Notre partenariat économique se fonde à la fois sur des intérêts partagés forts (qui se traduisent en particulier par des accords de plus en plus développés de coproduction industrielle), sur une approche « gagnant-gagnant » et pas seulement commerciale (nous cherchons à construire un partenariat productif au plein sens du terme, qui bénéficie aux deux économies et permette de créer de l’emploi et de la richesse des deux côtés de la Méditerranée), et sur un équilibre fécond entre volonté politique et dynamisme économique des entreprises.

C’est dans ce cadre que m’a été confiée par le ministre des affaires étrangères et du développement international, M. Laurent Fabius, la mission de contribuer à intensifier cette relation et à développer notre partenariat.
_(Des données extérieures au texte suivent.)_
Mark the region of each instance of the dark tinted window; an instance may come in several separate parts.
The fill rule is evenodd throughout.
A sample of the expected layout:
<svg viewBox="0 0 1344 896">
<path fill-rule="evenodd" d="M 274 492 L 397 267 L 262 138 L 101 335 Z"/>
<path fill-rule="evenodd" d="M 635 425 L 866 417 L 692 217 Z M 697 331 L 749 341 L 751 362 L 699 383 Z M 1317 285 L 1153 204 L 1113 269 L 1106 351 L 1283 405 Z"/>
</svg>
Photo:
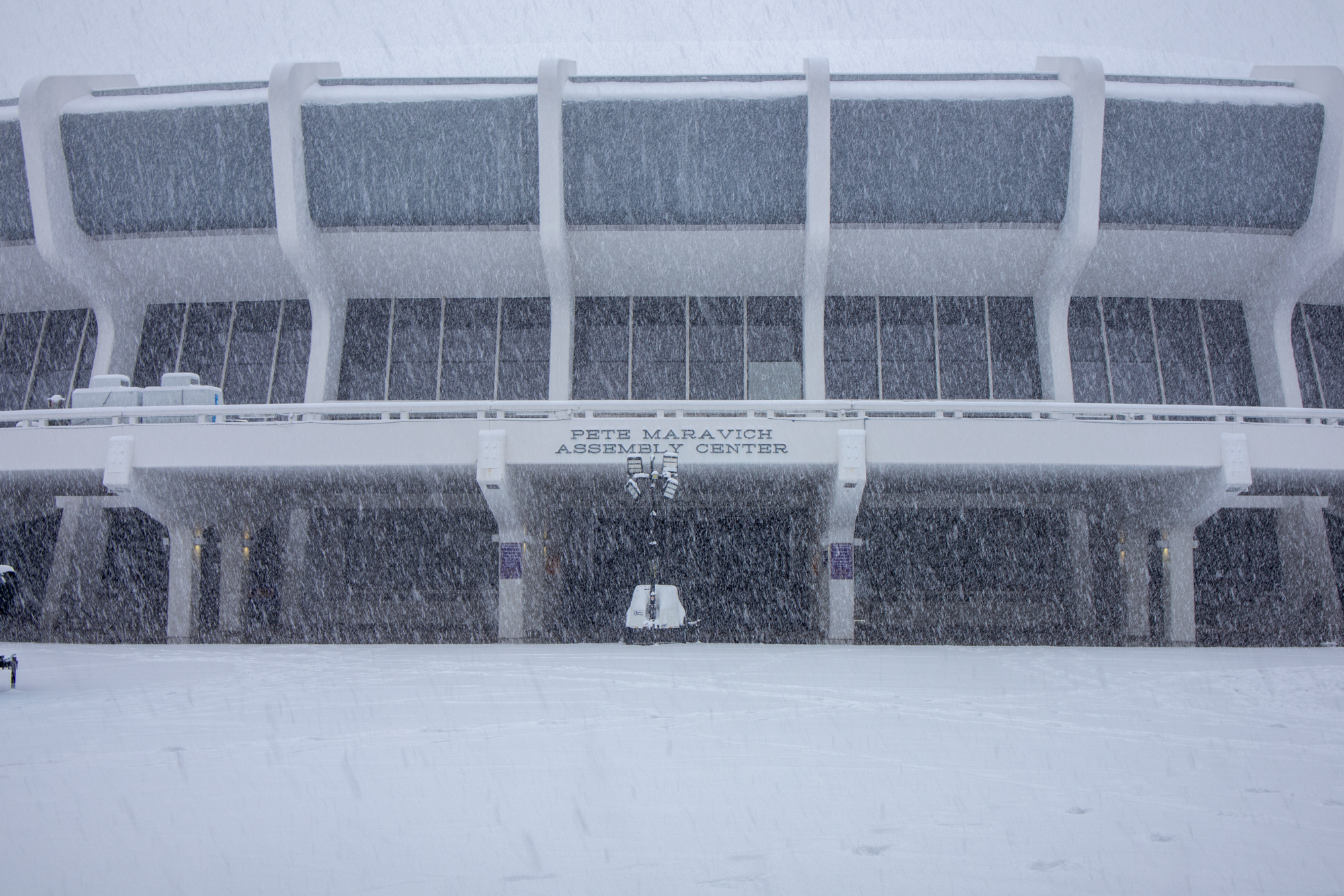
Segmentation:
<svg viewBox="0 0 1344 896">
<path fill-rule="evenodd" d="M 878 307 L 872 296 L 828 296 L 827 397 L 878 397 Z"/>
<path fill-rule="evenodd" d="M 691 398 L 743 398 L 742 299 L 691 299 Z"/>
</svg>

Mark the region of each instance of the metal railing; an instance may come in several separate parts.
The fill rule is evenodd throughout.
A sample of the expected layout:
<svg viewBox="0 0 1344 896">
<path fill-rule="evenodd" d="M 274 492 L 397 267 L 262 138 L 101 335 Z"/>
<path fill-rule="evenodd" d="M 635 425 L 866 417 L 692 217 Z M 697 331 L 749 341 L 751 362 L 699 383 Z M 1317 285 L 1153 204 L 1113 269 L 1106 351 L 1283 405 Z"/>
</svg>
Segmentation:
<svg viewBox="0 0 1344 896">
<path fill-rule="evenodd" d="M 419 420 L 1071 420 L 1344 426 L 1344 409 L 1083 405 L 1051 401 L 328 401 L 292 405 L 59 408 L 0 412 L 0 426 L 384 422 Z"/>
</svg>

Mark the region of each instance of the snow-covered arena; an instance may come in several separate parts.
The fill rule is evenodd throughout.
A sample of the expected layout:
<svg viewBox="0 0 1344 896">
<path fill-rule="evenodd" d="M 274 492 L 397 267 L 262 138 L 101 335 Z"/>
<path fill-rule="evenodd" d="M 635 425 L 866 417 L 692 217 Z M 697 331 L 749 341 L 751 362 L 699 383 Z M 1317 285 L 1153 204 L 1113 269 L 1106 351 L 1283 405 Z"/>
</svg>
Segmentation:
<svg viewBox="0 0 1344 896">
<path fill-rule="evenodd" d="M 1344 74 L 1051 46 L 5 69 L 0 634 L 1336 640 Z"/>
<path fill-rule="evenodd" d="M 1335 893 L 1344 651 L 23 648 L 16 893 Z"/>
<path fill-rule="evenodd" d="M 0 23 L 5 892 L 1344 892 L 1340 4 Z"/>
</svg>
Telle que je la conçois, cette mission, qui est fondée sur un dialogue politique intense et une concertation étroite avec mes interlocuteurs algériens, comporte quatre volets principaux :

  • Le premier vise à aider les entreprises françaises à lever des incompréhensions et à résoudre certaines difficultés qu’elles ont pu rencontrer lors de leurs opérations en Algérie, de manière à créer un climat apaisé et fructueux pour tous ;
  • Le second consiste à fluidifier et faciliter les relations entre entreprises, donneurs d’ordre et administrations, par l’identification et la généralisation de bonnes pratiques, de mécanismes, de procédures qui permettent de sécuriser l’environnement juridique des entreprises et garantir qu’elles puissent travailler dans le plein respect de la législation algérienne ;
  • Le troisième vise à appuyer certains projets de partenariats franco-algériens particulièrement prometteurs et dont la mise en place peut être facilitée par un appui politique, une impulsion ou un simple coup de pouce donné par les deux Etats ;

Mon action est ainsi complémentaire de celle de Jean-Louis Levet, Haut responsable au partenariat productif franco-algérien, qui conduit depuis 2013 un important travail d’élaboration de partenariats dans le domaine de la formation, dans le domaine productif et dans le domaine des normes.

Dans un contexte où nos deux pays se trouvent, chacun pour des raisons qui lui sont propres, à la croisée des chemins économiques, je suis persuadé que nous ne pourrons répondre à ces défis communs qu’en nous projetant ensemble. Le bassin de la Méditerranée occidentale constitue l’une des zones où le potentiel de développement et de croissance est le plus fort au monde.

Il revient ainsi aux habitants des deux rives de travailler main dans la main pour construire l’avenir. C’est à cette tâche que j’entends contribuer.